1. Overlock Stitching
Overlock stitching is the LEAST EXPENSIVE and least effective form of wetsuit stitching. The Two edges of neoprene are rolled together with stitching lightly around them. This forms a ridge inside the wet suit that is both uncomfortable and it also allows water to penetrate the seam.
Lomo Watersport do not use overlock stitching on any of our wet suits.
2. Flatlock Stitching
Achieved by lapping the neoprene together, this creates a FLAT, COMFORTABLE SEAM but it also allows water to penetrate slightly. Only suitable for Wetsuits up to 3mm thick and summer conditions. Flatlock is identified by a band of interlocked thread on both sides of the suit, sometimes in contrasting thread colour for visual effect.
Flatlock stitching is used on our Summer range of wetsuits.
3. Blind Stitching
Produced by gluing and then butting together the two adjoining pieces of neoprene, followed by stitching that does not penetrate through to the other side of the neoprene. This is a watertight method of construction and is also the most comfortable option, most winter Wetsuits should be made this way.
Lomo Watersport use blind stitching on our winter wetsuits and often used double blind stitching and gluing of seams to further strengthen and seal our wetsuit seams.
4. Liquid Seams
Some wetsuits take blind stitched seams and add a further layer of rubber compound to the outside which can further improve the reduction in water penetration.
Types of Neoprene
There are also many different types of neoprene you will come across.ar.
1. Nylon 2 Neoprene
This is neoprene rubber with Nylon bonded to both the inside and outside of the material. This increases the durability of the Neoprene.

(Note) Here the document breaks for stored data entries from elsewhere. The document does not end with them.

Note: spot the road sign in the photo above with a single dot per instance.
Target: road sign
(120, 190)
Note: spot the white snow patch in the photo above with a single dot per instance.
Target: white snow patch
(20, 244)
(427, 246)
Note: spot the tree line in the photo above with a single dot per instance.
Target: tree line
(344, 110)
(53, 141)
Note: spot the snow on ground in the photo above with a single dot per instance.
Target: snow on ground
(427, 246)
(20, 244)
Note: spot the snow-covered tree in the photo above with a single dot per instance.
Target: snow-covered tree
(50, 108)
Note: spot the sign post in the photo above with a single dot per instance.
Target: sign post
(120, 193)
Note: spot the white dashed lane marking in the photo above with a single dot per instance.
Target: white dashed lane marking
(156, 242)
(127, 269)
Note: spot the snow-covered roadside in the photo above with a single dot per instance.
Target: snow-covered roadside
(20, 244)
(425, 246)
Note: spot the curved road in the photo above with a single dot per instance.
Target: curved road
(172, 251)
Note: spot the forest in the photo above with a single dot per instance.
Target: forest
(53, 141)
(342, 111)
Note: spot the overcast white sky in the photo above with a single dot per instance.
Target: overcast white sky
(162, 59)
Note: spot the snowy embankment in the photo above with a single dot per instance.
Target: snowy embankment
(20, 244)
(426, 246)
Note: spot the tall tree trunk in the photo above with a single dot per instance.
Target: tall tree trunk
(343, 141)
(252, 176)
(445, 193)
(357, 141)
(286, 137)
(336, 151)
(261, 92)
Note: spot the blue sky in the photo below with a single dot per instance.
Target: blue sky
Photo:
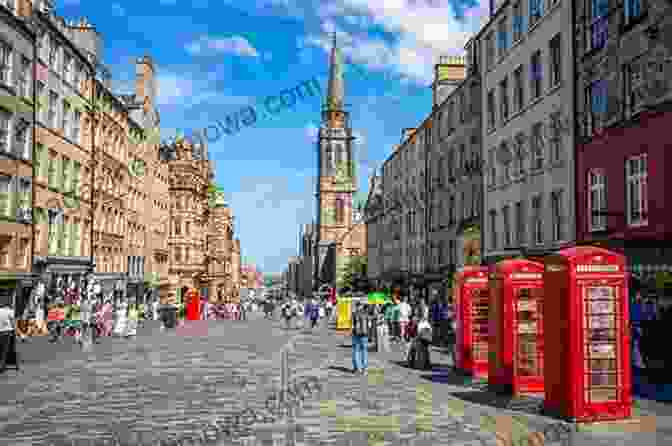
(215, 56)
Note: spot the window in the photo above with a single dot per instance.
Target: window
(537, 220)
(5, 196)
(502, 37)
(493, 230)
(556, 215)
(599, 23)
(65, 119)
(518, 98)
(535, 75)
(556, 129)
(76, 122)
(53, 54)
(51, 170)
(537, 143)
(65, 174)
(451, 210)
(506, 162)
(340, 211)
(40, 99)
(24, 78)
(507, 226)
(504, 99)
(5, 63)
(633, 10)
(517, 22)
(489, 50)
(21, 137)
(55, 222)
(636, 176)
(492, 169)
(597, 200)
(5, 118)
(555, 49)
(38, 161)
(536, 11)
(51, 112)
(596, 101)
(491, 110)
(518, 154)
(67, 67)
(520, 223)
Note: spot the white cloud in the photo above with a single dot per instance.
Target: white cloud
(236, 45)
(118, 10)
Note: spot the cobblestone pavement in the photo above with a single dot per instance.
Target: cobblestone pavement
(164, 384)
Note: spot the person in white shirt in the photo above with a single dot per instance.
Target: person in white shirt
(7, 335)
(404, 317)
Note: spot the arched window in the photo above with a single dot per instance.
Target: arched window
(340, 210)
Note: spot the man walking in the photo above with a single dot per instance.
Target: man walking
(360, 340)
(405, 311)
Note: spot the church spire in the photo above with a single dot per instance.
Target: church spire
(335, 91)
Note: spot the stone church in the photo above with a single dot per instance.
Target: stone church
(341, 232)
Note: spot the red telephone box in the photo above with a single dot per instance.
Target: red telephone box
(471, 317)
(516, 360)
(588, 375)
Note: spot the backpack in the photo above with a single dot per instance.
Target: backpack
(359, 325)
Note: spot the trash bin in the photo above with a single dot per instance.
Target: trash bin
(169, 316)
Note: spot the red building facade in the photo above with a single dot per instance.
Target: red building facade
(624, 200)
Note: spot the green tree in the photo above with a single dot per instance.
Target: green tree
(353, 272)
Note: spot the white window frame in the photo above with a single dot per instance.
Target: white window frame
(5, 130)
(557, 215)
(537, 220)
(598, 189)
(25, 77)
(639, 180)
(6, 51)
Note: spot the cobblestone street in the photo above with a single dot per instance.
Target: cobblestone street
(168, 385)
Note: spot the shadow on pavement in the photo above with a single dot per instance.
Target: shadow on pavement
(531, 405)
(339, 368)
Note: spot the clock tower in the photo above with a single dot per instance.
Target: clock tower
(337, 181)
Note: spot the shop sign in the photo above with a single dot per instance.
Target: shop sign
(555, 268)
(597, 268)
(526, 276)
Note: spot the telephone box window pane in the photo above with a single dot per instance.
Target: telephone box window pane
(479, 324)
(601, 322)
(528, 352)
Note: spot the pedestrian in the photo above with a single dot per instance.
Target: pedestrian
(205, 304)
(382, 333)
(314, 313)
(56, 318)
(155, 309)
(405, 312)
(8, 354)
(360, 341)
(86, 317)
(287, 311)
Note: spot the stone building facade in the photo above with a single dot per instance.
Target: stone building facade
(16, 157)
(455, 186)
(528, 139)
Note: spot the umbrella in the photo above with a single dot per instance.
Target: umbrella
(378, 298)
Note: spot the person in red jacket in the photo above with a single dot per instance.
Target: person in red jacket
(193, 306)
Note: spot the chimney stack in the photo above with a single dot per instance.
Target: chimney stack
(448, 73)
(145, 79)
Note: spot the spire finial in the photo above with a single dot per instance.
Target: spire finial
(335, 91)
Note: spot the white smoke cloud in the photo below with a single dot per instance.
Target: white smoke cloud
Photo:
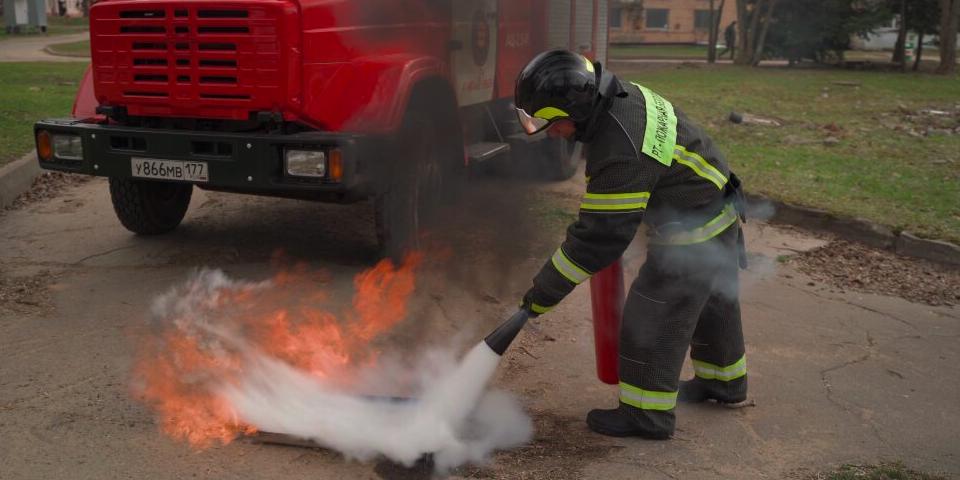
(451, 417)
(447, 410)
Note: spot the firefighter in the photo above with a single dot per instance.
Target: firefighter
(646, 163)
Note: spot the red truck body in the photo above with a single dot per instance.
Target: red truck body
(334, 65)
(227, 95)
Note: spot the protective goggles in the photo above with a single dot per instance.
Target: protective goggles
(540, 120)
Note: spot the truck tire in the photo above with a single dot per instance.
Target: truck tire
(423, 176)
(147, 207)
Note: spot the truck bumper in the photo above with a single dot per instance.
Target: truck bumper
(237, 162)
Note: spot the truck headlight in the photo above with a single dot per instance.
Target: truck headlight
(67, 147)
(305, 163)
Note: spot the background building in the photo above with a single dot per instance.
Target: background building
(666, 21)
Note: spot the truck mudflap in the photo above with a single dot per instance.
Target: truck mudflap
(236, 162)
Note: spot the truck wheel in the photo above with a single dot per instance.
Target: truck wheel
(561, 158)
(147, 207)
(419, 178)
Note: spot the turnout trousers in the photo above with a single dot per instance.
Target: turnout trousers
(684, 296)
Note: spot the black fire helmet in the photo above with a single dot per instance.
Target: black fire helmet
(560, 84)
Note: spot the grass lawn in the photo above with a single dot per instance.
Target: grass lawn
(32, 91)
(71, 49)
(877, 170)
(659, 51)
(55, 26)
(885, 471)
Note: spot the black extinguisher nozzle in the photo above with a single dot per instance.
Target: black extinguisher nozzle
(503, 336)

This type of neoprene can also be referred to as ‘Double Lined Neoprene’.
2. Smoothskin Neoprene
This has no coating on it and is used for internal ankle and cuff seals. It is also frequently used for swimming wetsuits where it’s smooth surface creates less drag in the water. However it is less durable than Nylon covered neoprene which makes swimming wetsuit much less wear resistant than a regular wetsuit.
3. 3mm Neoprene
This thickness is suitable for Summer wet suits.